Medco Health Solutions paid tens of millions of dollars to a health plan as a reward for selecting the pharmacy benefits manager to run the prescription drug portion of insurance contracts for federal employees, a prosecutor says, in the latest development in a whistleblower case against the PBM.
In an amended civil complaint filed late Monday, Philadelphia-based U.S. Attorney Patrick Meehan accuses Medco of paying $87.4 million in kickbacks to an unnamed health insurer during the second half of 2001.
Oxford Health Plans, Trumbull, Conn., says it is the health insurance company in question.
The amended complaint, which adds to a suit filed in September, also names two former Medco executives.
Diane Collins of Florida, vice president and general manager of a Medco mail-order pharmacy in Tampa until January 2001, is accused of leading a deliberate effort to destroy and switch high-cost prescriptions as a means of improving pharmacy efficiency. New Jersey resident Robert Blyskal, corporate executive vice president until June 2003, participated in a cover-up of the activities and made misleading statements to federal investigators, according to the suit.
The suit says Blyskal was president of various Medco mail-order facilities "at relevant times."
Medco, based in Franklin Lakes, N.J., and formerly known as Merck-Medco Managed Care, denies the accusations and says in a company statement that it plans on filing a motion to dismiss the complaint by Dec. 30.
According to Meehan, the charges against Blyskal and Collins are related to a contract Medco held with the Blue Cross and Blue Shield Association to provide prescription drug coverage for 4 million federal employees, retirees and their dependants. Blues plans have managed the Federal Employees Health Benefits Program for the Office of Personnel Management since 1987.
The suit says the performance of managers at Medco pharmacies is gauged by the operating costs of each facility and that pharmacists are on a "quota system" known as "maximum quality per hour," a measure of how many prescriptions pharmacists review and process each hour.
Meehan alleges that the quota requirement has "harmful results." According to the complaint, "Pharmacists select the easiest prescriptions to read, review, and fill, known within Medco Health as 'cherry picking,'" while ignoring prescriptions that might require their professional judgment, analysis or other intervention.
Blyskal is accused of running "Monday beatings," weekly conference calls during which pharmacy general managers were berated in front of their peers for falling short of prescription volume goals.

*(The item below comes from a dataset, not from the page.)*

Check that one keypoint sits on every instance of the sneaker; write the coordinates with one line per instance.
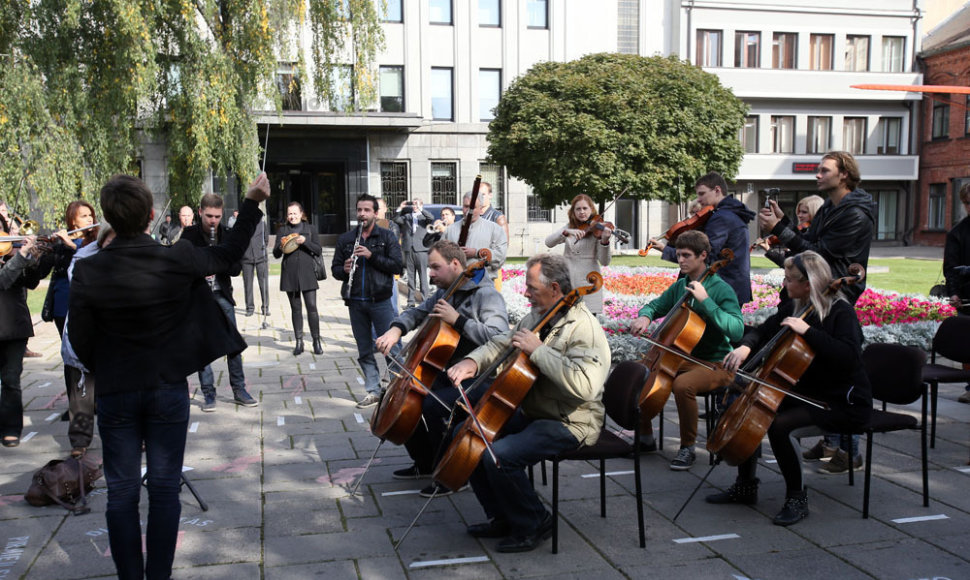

The U.S. attorney also says that pharmacy technicians often were given responsibilities that, by law, should have been performed by or supervised by registered pharmacists.
The amended complaint reiterates earlier accusations that the PBM canceled, destroyed and switched prescriptions and falsifying other documents for a period of at least eight years. It incorporates charges brought in a February 2000 qui tam suit by New Jersey physician Joseph Piacentile, M.D., and a 1999 complaint by George Bradford Hunt and Walter Gauger, two pharmacists who worked at a Medco mail-order pharmacy in Las Vegas until 1998.
Medco says in its Tuesday statement that the whistleblowers already "had been discredited." The company does not elaborate.